5. After you have completed the first layer, take the remaining magnets of the second layer and let them attract to the first layer magnets. This will show you which sides of the magnets attract. This is critical to allow layers to connect and not push each other away. 

6. After you determine the side of a second-layer magnet that attracts to its corresponding first-layer magnet, place the other side of that magnet (the non-attracting side) into the second layer but do not push it in all the way. Repeat this step for the remaining second-layer magnets.

7. Before fully pushing in the second-layer magnets, try to connect to the two layers in the proper orientation and make sure that all magnets are attracting each other as opposed to repelling. If any magnet pair repels, take one magnet out with pliers and place that magnet into the hole in the other orientation.
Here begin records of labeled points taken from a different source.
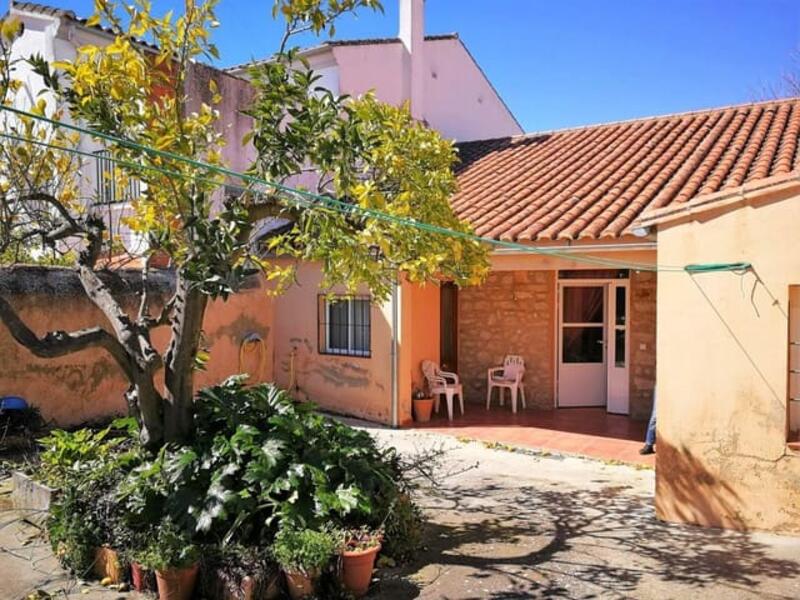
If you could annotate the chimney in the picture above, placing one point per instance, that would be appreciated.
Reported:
(412, 34)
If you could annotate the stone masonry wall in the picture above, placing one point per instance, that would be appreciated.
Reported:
(643, 343)
(513, 312)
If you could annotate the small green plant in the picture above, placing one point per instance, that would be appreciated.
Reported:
(403, 529)
(72, 531)
(362, 538)
(86, 454)
(304, 550)
(169, 548)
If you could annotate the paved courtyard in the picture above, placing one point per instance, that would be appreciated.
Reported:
(507, 524)
(527, 526)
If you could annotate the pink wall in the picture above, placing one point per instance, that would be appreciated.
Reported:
(458, 99)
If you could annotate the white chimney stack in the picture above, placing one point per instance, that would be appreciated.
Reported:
(412, 34)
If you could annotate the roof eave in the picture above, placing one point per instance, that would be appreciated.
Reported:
(777, 187)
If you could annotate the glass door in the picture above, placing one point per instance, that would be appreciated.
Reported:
(582, 345)
(619, 350)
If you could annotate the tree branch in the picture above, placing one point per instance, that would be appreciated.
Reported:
(61, 343)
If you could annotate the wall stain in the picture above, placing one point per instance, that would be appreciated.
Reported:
(239, 328)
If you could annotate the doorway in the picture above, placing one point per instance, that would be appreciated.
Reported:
(593, 349)
(448, 333)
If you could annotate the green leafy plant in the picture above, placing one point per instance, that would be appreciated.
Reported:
(304, 550)
(169, 548)
(403, 529)
(72, 530)
(86, 454)
(261, 461)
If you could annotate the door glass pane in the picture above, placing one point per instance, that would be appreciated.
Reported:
(582, 345)
(619, 348)
(583, 304)
(620, 306)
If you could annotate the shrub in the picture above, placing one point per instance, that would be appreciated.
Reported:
(259, 461)
(169, 548)
(71, 528)
(304, 550)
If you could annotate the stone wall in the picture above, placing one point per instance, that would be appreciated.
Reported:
(643, 343)
(512, 313)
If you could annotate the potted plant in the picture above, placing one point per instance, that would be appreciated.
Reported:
(235, 572)
(302, 554)
(359, 551)
(175, 561)
(423, 406)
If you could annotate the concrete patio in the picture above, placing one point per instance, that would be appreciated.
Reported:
(590, 432)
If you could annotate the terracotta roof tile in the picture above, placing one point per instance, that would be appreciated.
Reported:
(593, 182)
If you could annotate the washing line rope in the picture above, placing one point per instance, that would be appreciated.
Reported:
(312, 200)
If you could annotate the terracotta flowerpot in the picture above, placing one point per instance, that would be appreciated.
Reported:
(107, 565)
(176, 584)
(422, 409)
(301, 584)
(143, 580)
(357, 569)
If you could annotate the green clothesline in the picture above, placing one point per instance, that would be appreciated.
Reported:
(312, 200)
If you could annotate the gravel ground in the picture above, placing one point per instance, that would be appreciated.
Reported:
(545, 526)
(504, 524)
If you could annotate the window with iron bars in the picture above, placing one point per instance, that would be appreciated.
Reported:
(108, 189)
(793, 427)
(345, 325)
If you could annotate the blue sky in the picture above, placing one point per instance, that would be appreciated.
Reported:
(572, 62)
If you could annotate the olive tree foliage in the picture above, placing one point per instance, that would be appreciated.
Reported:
(362, 155)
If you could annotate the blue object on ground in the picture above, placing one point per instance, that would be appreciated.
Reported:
(12, 403)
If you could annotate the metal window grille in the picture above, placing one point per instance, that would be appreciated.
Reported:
(345, 325)
(794, 364)
(108, 190)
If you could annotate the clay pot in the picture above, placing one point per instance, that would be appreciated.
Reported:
(422, 409)
(107, 565)
(176, 584)
(357, 566)
(301, 584)
(142, 579)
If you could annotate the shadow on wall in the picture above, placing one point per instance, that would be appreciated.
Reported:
(686, 491)
(586, 544)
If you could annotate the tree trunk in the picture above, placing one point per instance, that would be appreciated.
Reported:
(179, 361)
(147, 405)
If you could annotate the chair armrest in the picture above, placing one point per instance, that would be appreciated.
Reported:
(437, 380)
(447, 375)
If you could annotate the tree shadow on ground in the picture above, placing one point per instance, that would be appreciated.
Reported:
(488, 541)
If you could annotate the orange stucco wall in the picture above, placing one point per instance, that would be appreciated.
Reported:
(722, 370)
(352, 385)
(88, 385)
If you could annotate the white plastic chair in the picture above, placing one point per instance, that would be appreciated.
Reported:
(443, 383)
(509, 376)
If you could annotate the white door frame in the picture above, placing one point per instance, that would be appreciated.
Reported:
(618, 394)
(616, 384)
(602, 370)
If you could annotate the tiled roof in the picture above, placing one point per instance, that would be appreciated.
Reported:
(63, 13)
(593, 182)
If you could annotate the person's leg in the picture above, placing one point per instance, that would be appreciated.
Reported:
(650, 436)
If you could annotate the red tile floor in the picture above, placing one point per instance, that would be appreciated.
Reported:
(585, 431)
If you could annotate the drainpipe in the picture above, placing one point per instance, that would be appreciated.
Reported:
(395, 355)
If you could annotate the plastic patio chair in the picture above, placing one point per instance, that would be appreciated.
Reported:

8. Once you have determined that all of the magnets attract, push the four second-layer magnets fully into their holes. It is okay if the magnets are not perfectly flush with the surface, but try to push them in as much as possible.

9. When inserting the magnets that connect the module (bottom layer 4) to the base (top layer 5) , it is critical that the magnets on a single layer have the same orientation (in addition to the magnet pairs between layers attracting). This is because multiple modules can attach to the base, and it is important to be consistent in magnet direction so that each module will properly attract to the base. 

10. For the three magnets on  bottom layer 4 of the module, you will need to additionally place a tiny bit of hot glue into the hole and push the magnet inside. Hold the magnets down while the glue dries. 

4. Assembling the Base

4.0 Assembling the Base: Acrylic Cover for the Neopixel Strip

1. The acrylic cover must be manufactured on the laser cutter. Here are the DXF files to be laser cut:

Helpful laser cutting tips and  reminders:

a. Activate all laser cutter safety measures (air compressor, vacuums, etc).

b. Measure and input the size of your acrylic sheet into the program.

c. Select (under Properties -> PEN) black and white.

d. Set the configuration (under Properties -> PEN) to:

           Speed: 1

           PPI: 500

          Power: 100%

e. Select 2 repetitions for this cut.

f. Wait 15 - 30 seconds after the cut finishes to allow time for the toxic gases to be vacuumed out .

g. Before removing the entire piece of acrylic, make sure that all the paths have been cut through all the way. If not, run the job again (TIP: It is important not to increase the cutting speed, but if the laser does not cut all the way through the acrylic, you may increase the PPI value to 600).

h. Make sure to peel the layer of paper on the surface of the acrylic off of the parts.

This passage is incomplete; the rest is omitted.